Any user who is assigned to the Dremio application in your OIDC provider can log in with SSO immediately. To use SSO to log in to Dremio:

  1. Open the Dremio login page.

  2. Type your email address in the Email field and click Continue.

  3. If you belong to more than one Dremio organization, select the organization to log in to.

  4. Click the Log in with SSO button.

  5. When you are redirected to your OIDC provider for authentication, enter your username and password.
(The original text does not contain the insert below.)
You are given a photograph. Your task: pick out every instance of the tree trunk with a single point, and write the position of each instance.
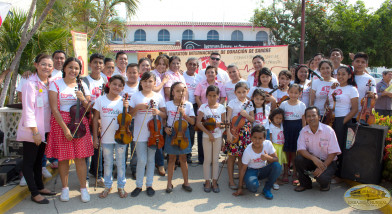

The OIDC provider authenticates your identity and redirects you to Dremio, which then logs you in.

note

To configure SCIM provisioning to manage access for Dremio users, see SCIM with a Generic OpenID Connect Provider.

Revoke SSO Login for a User or Group

To revoke users' access to SSO login for Dremio:

  1. In your OIDC provider's portal, navigate to the Dremio application.

  2. Open the assignment settings for the Dremio application.

  3. Find the user or group whose access you want to revoke and follow your OIDC provider's procedures to revoke access.

Starting immediately, the deactivated users cannot use OIDC SSO to log in to Dremio.

caution

To completely delete Dremio users, you must also manually remove their user accounts in Dremio.

Troubleshooting

This section describes some things to keep in mind about OIDC SSO.

  • Refer to your OIDC provider's documentation to ensure that you have privileges that permit you to add the Dremio application in your OIDC provider and configure OIDC SSO.

  • If you revoke a user's access to use SSO login, the user can still log in to Dremio with their Dremio username and password. To completely delete the user so that they cannot log in to Dremio at all, you must manually remove their user accounts in Dremio.